Mayo Clin Proc ; 76(7): 695-701, 2001 Jul.
Article in English | MEDLINE | ID: mdl-11444401

ABSTRACT

OBJECTIVE: To assess the efficacy of symptom-triggered therapy vs usual care for alcohol withdrawal syndrome (AWS) in medical inpatients. PATIENTS AND METHODS: This study was a retrospective analysis of patients admitted to general medical services between January 1, 1995, and December 31, 1998, who experienced AWS during the admission.

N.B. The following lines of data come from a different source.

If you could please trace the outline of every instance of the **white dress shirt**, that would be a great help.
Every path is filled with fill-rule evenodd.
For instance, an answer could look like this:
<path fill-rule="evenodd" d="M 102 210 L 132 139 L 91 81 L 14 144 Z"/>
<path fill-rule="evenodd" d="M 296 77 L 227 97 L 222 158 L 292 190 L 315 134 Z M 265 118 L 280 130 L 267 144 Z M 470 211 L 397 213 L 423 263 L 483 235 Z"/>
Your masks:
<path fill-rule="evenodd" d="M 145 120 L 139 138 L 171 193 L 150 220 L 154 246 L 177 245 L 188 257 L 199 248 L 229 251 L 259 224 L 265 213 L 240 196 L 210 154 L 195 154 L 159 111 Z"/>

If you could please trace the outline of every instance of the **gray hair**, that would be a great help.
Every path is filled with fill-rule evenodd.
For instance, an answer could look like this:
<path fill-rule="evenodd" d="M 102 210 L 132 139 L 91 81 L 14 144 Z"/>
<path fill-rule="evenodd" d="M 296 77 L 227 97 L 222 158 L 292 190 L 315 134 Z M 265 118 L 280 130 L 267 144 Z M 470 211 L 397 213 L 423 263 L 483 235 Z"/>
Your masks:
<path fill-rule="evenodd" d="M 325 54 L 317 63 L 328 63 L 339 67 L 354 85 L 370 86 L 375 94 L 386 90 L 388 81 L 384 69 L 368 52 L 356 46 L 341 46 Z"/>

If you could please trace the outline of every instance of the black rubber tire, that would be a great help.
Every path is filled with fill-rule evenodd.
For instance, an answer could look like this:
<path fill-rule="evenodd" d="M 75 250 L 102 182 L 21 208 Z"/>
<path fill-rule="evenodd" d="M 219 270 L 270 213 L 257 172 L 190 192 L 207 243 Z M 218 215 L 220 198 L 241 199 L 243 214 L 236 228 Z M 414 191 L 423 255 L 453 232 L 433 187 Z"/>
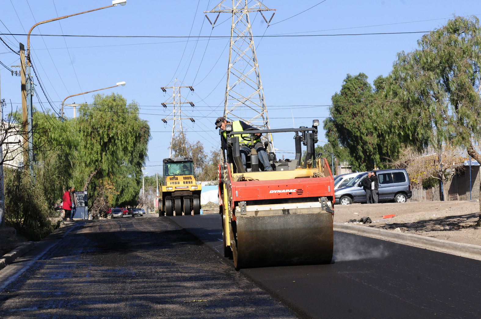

This study was conducted at Saint Marys Hospital, Rochester, Minn. Patients were identified from hospital discharge diagnoses and pharmacy data. Symptom-triggered therapy for AWS was initiated in 1997. Patients were divided into preimplementation (1995-1996) and postimplementation (1997-1998) cohorts. Age, sex, medical comorbid conditions, previous AWS (including seizures and delirium tremens), duration of treatment for AWS, benzodiazepine use and dose, complications of AWS, and adverse outcomes of treatment during the incident admission were abstracted from the medical records of eligible patients. Comorbid conditions were classified according to the Charlson comorbidity index. Differences between the cohorts were assessed with use of logistic regression models and analysis of covariance. RESULTS: Review of medical records from 638 admissions (536 patients) yielded 216 admissions eligible for this study. After adjustment for age, sex, Charlson comorbidity index, previous AWS, previous alcohol withdrawal seizures, and previous delirium tremens, we found no significant difference between cohorts for duration of treatment (P=.16), benzodiazepine use (P=.21), total dose of benzodiazepine (P=.38), or total complication rate (P=.053). We did observe a significant difference in the occurrence of delirium tremens between the 2 treatment groups (P=.04). This was especially apparent for patients with no history of delirium tremens. CONCLUSIONS: Symptom-triggered therapy is effective treatment for AWS in medical inpatients. In this retrospective study, it did not result in shorter duration of treatment but was associated with a decreased occurrence of delirium tremens, the most severe and life-threatening complication of AWS. This result was most apparent in patients with no history of delirium tremens.


Subject(s)
Alcohol Withdrawal Delirium/drug therapy , Alcohol Withdrawal Seizures/drug therapy , Anti-Anxiety Agents/therapeutic use , Drug Monitoring/methods , Adult , Aged , Aged, 80 and over , Alcohol Withdrawal Delirium/complications , Alcohol Withdrawal Delirium/nursing , Alcohol Withdrawal Seizures/complications , Alcohol Withdrawal Seizures/nursing , Analysis of Variance , Benzodiazepines , Clinical Protocols , Comorbidity , Drug Administration Schedule , Drug Monitoring/nursing , Drug Monitoring/standards , Female , Humans , Logistic Models , Male , Middle Aged , Nursing Assessment/methods , Retrospective Studies , Severity of Illness Index , Treatment Outcome
SELECTION OF CITATIONS
SEARCH DETAIL
...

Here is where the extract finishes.